Stinks to be Hymenaeus and Philetus, doesn’t it? Talk about going down in the Hall of Shame! Now, let’s look at how these two men serve to remind us that cheaters never win. Paul often talks about the faith as if it is an Olympic sport. In his travels, most likely he witnessed the Olympic Games and saw the level of training and commitment it took to overcome. Naturally, using his spiritual eyes he applied this level of dedication to overcoming in the Christian faith.
Also, if anyone competes as an athlete, he is not crowned unless he competes according to the rules. 2 Timothy 2:5. I can’t help but think that Paul had the Walk of Shame in mind when he wrote these words and then names Hymenaeus and Philetus in the very next chapter. In Paul’s writings, he uses terms like “endure”, “compete” and “run the race” to show that some of the same training and faithfulness in Olympic level athletes should also be found in believers.

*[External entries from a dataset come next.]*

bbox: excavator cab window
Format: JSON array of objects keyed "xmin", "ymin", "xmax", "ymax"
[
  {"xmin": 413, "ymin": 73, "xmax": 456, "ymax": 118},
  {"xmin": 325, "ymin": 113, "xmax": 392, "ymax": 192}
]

The gospel has been furthered because of Olympic caliber endurance within believers. It is drive, ambition and determination in Christians who follow the rules set forth that is still overcoming this world today. On the flip side, when we see someone who proclaims to be a Christian, but has empty speech, it should serve as a reminder like those ancient statues of dishonest competitors in Olympia, Greece. They were never awarded the crown, but there are a great cloud of witnesses who have been crowned. Therefore, since we are surrounded by such a great cloud of witnesses, let us throw off everything that hinders and the sin that so easily entangles. And let us run the race marked out of us. Hebrews 12:1
It is extremely disappointing when we discover someone in the faith is insincere. It can leave us doubting our own faith because we put our trust in them. If someone in the faith has let you down, remember the passage in Hebrews, “throw off everything that hinders”. Imagine the athletes walking by all the monuments of those who let down their fans, families and friends. They were reminded, but then when it came time to compete, they focused on playing the game with sportsmanship to the best of their ability.